Global Health laut Gröhe Markenzeichen der internationalen Verantwortung Deutschlands

Berlin – Auf die besondere Bedeutung einer global ausgerichteten Gesundheitspolitik – der sogenannten Global Health – haben verschiedene Redner bei der Eröffnung des World Health Summit gestern in Berlin hingewiesen. Eine globale Gesundheitspolitik ist nach den Worten von Bundesgesundheitsminister Hermann Gröhe (CDU) „zu einem Markenzeichen der internationalen Verantwortung“ Deutschlands geworden. Auch in Zukunft werde Deutschland dieser Verantwortung gerecht werden und globale Gesundheitspolitik aktiv mitgestalten, erklärte der Minister. Dabei sei eine enge und vertrauensvolle Zusammenarbeit der Politik mit Zivilgesellschaft, Wissenschaft, Stiftungen und Wirtschaft wichtig.
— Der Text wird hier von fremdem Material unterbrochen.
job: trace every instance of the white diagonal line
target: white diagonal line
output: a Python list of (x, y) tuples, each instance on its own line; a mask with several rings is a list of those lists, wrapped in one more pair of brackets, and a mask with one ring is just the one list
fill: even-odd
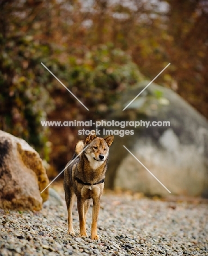
[(60, 175), (60, 174), (62, 173), (62, 172), (66, 169), (66, 168), (69, 166), (69, 165), (71, 165), (71, 164), (72, 164), (72, 163), (75, 161), (75, 160), (76, 159), (78, 158), (78, 156), (79, 155), (81, 155), (81, 154), (82, 154), (82, 152), (83, 152), (83, 151), (84, 151), (84, 150), (86, 149), (86, 148), (87, 148), (88, 147), (89, 147), (89, 146), (87, 146), (87, 147), (85, 147), (84, 148), (84, 149), (83, 149), (81, 152), (80, 152), (80, 153), (79, 153), (78, 155), (77, 155), (74, 159), (72, 160), (72, 161), (71, 162), (70, 162), (68, 165), (67, 165), (64, 168), (64, 169), (63, 171), (62, 171), (60, 172), (60, 173), (59, 173), (59, 174), (56, 176), (56, 177), (55, 178), (54, 178), (54, 179), (53, 179), (53, 181), (52, 181), (51, 182), (50, 182), (50, 183), (48, 184), (48, 185), (46, 188), (45, 188), (45, 189), (44, 189), (43, 190), (42, 190), (42, 191), (40, 192), (40, 194), (42, 194), (42, 192), (43, 192), (44, 190), (45, 190), (47, 189), (47, 188), (48, 188), (48, 187), (51, 185), (51, 184), (52, 184), (52, 183), (55, 181), (55, 179), (56, 179), (58, 177), (58, 176), (59, 176), (59, 175)]
[(143, 90), (142, 90), (139, 92), (139, 94), (138, 95), (137, 95), (137, 96), (135, 97), (135, 98), (133, 98), (133, 99), (131, 101), (131, 102), (129, 103), (127, 105), (127, 106), (126, 106), (125, 108), (124, 108), (123, 111), (124, 111), (124, 110), (125, 110), (126, 108), (127, 107), (129, 107), (129, 105), (130, 105), (130, 104), (131, 104), (131, 103), (133, 102), (133, 101), (134, 100), (136, 100), (136, 99), (137, 98), (137, 97), (139, 96), (142, 94), (142, 92), (143, 92), (145, 90), (145, 89), (147, 88), (149, 86), (149, 85), (150, 84), (151, 84), (153, 82), (153, 81), (154, 81), (154, 80), (157, 78), (157, 77), (158, 77), (158, 76), (161, 74), (161, 73), (163, 72), (164, 71), (164, 69), (165, 69), (166, 68), (167, 68), (168, 67), (168, 66), (169, 66), (170, 64), (170, 63), (169, 63), (169, 64), (168, 64), (168, 65), (166, 66), (166, 67), (164, 68), (163, 68), (163, 69), (162, 69), (162, 71), (161, 71), (161, 72), (159, 73), (159, 74), (158, 74), (156, 77), (155, 77), (155, 78), (154, 78), (153, 80), (152, 80), (151, 81), (151, 82), (149, 83), (146, 85), (146, 86), (145, 88), (144, 88)]
[(159, 182), (159, 183), (160, 183), (160, 184), (162, 185), (162, 187), (163, 187), (167, 191), (168, 191), (168, 192), (169, 192), (169, 193), (171, 193), (170, 191), (169, 190), (166, 188), (166, 187), (165, 185), (164, 185), (162, 183), (162, 182), (161, 182), (158, 180), (158, 179), (157, 177), (156, 177), (155, 176), (155, 175), (154, 175), (153, 173), (152, 173), (150, 172), (150, 171), (149, 171), (149, 170), (146, 168), (146, 167), (145, 166), (142, 164), (142, 162), (140, 162), (140, 161), (135, 156), (135, 155), (134, 155), (133, 154), (132, 154), (132, 153), (131, 152), (131, 151), (130, 151), (125, 146), (123, 146), (123, 147), (124, 147), (124, 148), (125, 148), (131, 154), (131, 155), (132, 155), (135, 158), (135, 159), (136, 159), (139, 162), (140, 162), (140, 164), (143, 167), (144, 167), (144, 168), (146, 170), (146, 171), (148, 171), (151, 174), (151, 175), (152, 175), (152, 176), (155, 178), (155, 179), (156, 179)]
[(76, 97), (76, 96), (75, 96), (74, 94), (72, 94), (72, 93), (71, 92), (71, 91), (70, 90), (69, 90), (68, 88), (67, 87), (66, 87), (66, 86), (64, 85), (64, 84), (61, 81), (60, 81), (60, 80), (59, 80), (59, 79), (58, 79), (58, 78), (56, 77), (56, 75), (54, 75), (54, 74), (52, 73), (52, 72), (51, 71), (50, 71), (48, 69), (48, 68), (46, 66), (45, 66), (44, 65), (44, 64), (43, 63), (41, 62), (41, 64), (42, 64), (42, 65), (44, 67), (45, 67), (45, 68), (46, 68), (46, 69), (47, 69), (49, 72), (50, 72), (50, 73), (51, 73), (52, 75), (53, 75), (53, 77), (54, 77), (57, 80), (58, 80), (58, 81), (60, 84), (62, 84), (62, 85), (63, 85), (65, 88), (66, 88), (66, 89), (68, 91), (69, 91), (69, 92), (70, 92), (70, 94), (71, 94), (72, 95), (74, 96), (74, 97), (76, 100), (77, 100), (77, 101), (78, 101), (79, 103), (81, 103), (82, 104), (82, 105), (83, 107), (84, 107), (85, 108), (85, 109), (86, 109), (87, 110), (89, 110), (89, 109), (88, 109), (88, 108), (87, 108), (87, 107), (85, 107), (85, 106), (84, 105), (84, 104), (83, 104), (78, 98), (77, 98), (77, 97)]

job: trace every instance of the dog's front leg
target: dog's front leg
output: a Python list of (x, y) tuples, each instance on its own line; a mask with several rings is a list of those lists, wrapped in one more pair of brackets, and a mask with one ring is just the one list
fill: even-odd
[(80, 236), (87, 236), (84, 216), (84, 200), (82, 198), (77, 198), (77, 210), (79, 214)]
[(99, 240), (99, 237), (97, 234), (97, 222), (100, 207), (100, 198), (93, 199), (93, 222), (91, 229), (91, 238), (93, 240)]

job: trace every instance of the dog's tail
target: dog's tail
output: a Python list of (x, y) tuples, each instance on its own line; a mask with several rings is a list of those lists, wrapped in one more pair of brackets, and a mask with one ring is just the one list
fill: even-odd
[(84, 144), (83, 141), (79, 141), (75, 146), (75, 153), (73, 155), (72, 159), (74, 159), (77, 155), (80, 154), (80, 153), (84, 149)]

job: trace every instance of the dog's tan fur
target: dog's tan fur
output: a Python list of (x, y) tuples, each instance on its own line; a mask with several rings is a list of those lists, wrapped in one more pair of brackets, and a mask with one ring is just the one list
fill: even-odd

Die Rolle der Wissenschaft für die Gesundheitsversorgung der Menschen weltweit betonte auch der World Health Summit Präsident Detlev Ganten: „Wissenschaft übernimmt Verantwortung für die großen globalen Herausforderungen – von denen Gesundheit die wichtigste für jeden Einzelnen und die Gesellschaft als Ganzes ist“, sagte er gestern in Berlin.
Der neue Generaldirektor der Weltgesundheitsorganisation WHO, Tedros Adhanom Ghebreyesus, betonte in einer Video-Botschaft, dass eine gute und sichere Gesundheitsversorgung weltweit machbar sei: „Eine umfassende Gesundheitsversorgung für alle Länder, auch die einkommensschwachen, ist machbar – es ist eine politische Entscheidung und die beste Investition“, sagte er.
Joanne Liu, internationale Präsidentin von Ärzte ohne Grenzen, kritisierte, die wohlhabenden westlichen Staaten sähen globale Gesundheit häufig nur als Instrument für mehr Sicherheit. „Hilfe gibt es nur, wenn sich wohlhabende Nationen von einer Krise bedroht fühlen. Ansonsten spielt sie keine Rollen. Solange wir Krisen nur unter dem Sicherheitsaspekt wahrnehmen, geht es mehr um Bedrohung als um die Gesundheit der betroffenen Menschen“, kritisierte Liu.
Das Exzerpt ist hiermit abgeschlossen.